To analyze the end behavior of the function \( j(x) = \frac{12x^2}{5} - \frac{27x}{5} \), we start by rewriting it in standard polynomial form:

\[ j(x) = \frac{12}{5} x^2 - \frac{27}{5} x \]

This is a quadratic polynomial, specifically a parabola of the form \( ax^2 + bx + c \) where:

• \( a = \frac{12}{5} \)
• \( b = -\frac{27}{5} \)
• \( c = 0 \)

End Behavior:

The end behavior of a polynomial function is determined primarily by the leading term (the term with the highest degree).

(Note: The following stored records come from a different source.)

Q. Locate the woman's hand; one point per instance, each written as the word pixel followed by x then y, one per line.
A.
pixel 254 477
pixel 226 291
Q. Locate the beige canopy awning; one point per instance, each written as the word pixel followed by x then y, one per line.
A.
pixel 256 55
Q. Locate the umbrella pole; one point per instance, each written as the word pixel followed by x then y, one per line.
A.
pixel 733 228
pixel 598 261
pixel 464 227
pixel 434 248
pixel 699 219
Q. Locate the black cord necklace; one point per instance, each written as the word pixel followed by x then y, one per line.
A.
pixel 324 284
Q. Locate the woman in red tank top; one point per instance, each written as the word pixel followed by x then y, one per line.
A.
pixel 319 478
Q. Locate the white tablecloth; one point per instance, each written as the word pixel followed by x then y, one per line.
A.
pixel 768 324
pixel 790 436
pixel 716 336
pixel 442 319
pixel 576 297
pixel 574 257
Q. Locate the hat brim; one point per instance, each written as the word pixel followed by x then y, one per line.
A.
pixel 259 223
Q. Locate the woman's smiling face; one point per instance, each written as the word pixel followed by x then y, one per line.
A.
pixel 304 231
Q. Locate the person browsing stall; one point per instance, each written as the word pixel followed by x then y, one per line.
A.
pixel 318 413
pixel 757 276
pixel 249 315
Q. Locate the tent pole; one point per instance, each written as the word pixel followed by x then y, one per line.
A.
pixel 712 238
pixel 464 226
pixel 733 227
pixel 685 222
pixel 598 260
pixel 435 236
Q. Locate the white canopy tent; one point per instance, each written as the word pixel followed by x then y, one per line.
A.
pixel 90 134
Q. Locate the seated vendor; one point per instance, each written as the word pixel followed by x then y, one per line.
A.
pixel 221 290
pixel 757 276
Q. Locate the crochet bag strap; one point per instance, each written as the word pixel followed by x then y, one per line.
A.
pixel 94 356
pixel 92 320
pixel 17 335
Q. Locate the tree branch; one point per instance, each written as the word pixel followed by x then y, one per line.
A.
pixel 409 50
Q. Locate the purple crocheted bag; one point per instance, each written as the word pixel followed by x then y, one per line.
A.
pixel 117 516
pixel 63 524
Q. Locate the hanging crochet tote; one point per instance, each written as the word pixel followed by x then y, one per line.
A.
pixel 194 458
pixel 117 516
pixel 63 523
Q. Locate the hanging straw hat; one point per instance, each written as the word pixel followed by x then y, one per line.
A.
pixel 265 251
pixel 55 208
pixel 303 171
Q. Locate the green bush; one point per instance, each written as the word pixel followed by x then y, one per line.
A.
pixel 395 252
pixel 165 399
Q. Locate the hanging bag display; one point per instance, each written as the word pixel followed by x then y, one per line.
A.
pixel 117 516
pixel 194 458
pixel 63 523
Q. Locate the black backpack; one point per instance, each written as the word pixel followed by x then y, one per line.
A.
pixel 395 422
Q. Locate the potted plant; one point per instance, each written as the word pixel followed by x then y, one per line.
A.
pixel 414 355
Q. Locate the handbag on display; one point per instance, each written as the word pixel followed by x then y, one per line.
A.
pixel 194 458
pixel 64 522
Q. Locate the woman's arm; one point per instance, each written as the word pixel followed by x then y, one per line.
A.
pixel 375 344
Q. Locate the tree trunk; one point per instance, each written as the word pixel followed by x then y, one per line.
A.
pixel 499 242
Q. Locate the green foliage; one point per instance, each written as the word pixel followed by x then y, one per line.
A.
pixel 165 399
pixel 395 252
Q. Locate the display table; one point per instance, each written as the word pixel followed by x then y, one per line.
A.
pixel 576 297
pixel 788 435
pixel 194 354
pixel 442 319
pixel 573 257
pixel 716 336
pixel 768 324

Since the leading term in this case is \( \frac{12}{5} x^2 \) (which has a positive coefficient), we can analyze the behavior as \( x \) approaches positive and negative infinity.

1. As \( x \to +\infty \):

   • \( j(x) \to +\infty \) because the quadratic term dominates and is positive.

2. As \( x \to -\infty \):

   • \( j(x) \to +\infty \) for the same reason, since a squared value (like \( x^2 \)) will still be positive.

Conclusion on End Behavior:

Thus, the end behavior of the graph of \( j(x) \) is:

• As \( x \to +\infty \), \( j(x) \to +\infty \)
• As \( x \to -\infty \), \( j(x) \to +\infty \)

This indicates that the parabola opens upward.

Graph Sketching:

To visualize the function, follow these steps to complete the sketch:

1. Finding the Zeros: To find the zeros of \( j(x) \), we set the equation equal to zero:

   \[ \frac{12}{5} x^2 - \frac{27}{5} x = 0 \]

   Factoring out \( \frac{1}{5} x \):

   \[ \frac{1}{5} x(12x - 27) = 0 \]

   This gives us the solutions:

   • \( x = 0 \)
   • \( 12x - 27 = 0 \) → \( x = \frac{27}{12} = \frac{9}{4} = 2.25 \)

   So, the zeros of the function are \( x = 0 \) and \( x = 2.25 \).

2. Sketch the Graph:

   • Plot these zeros on the x-axis.
   • Since the parabola opens upwards and both ends go to positive infinity, sketch the graph that starts in the second quadrant (as it approaches positive infinity for negative \( x \)), passes through the zeros at \( (0, 0) \) and \( (2.25, 0) \), dips below (the vertex of the parabola), and returns back up towards positive infinity in the first quadrant.

3. Vertex: Since the function is a quadratic, it has a vertex which can be found at \( x = -\frac{b}{2a} \): \[ x = -\frac{-\frac{27}{5}}{2 \cdot \frac{12}{5}} = \frac{27}{24} = 1.125 \] Calculating \( j(1.125) \): \[ j(1.125) = \frac{12}{5}(1.125^2) - \frac{27}{5}(1.125) \] This gives the vertex point which can be calculated numerically.

By now, you should have a basic graph of a parabola starting high on the left, dipping down through the zeros, reaching a minimum, and rising again high on the right. This completes the sketch of the graph of \( j(x) \), illustrating both the zeros and the end behavior.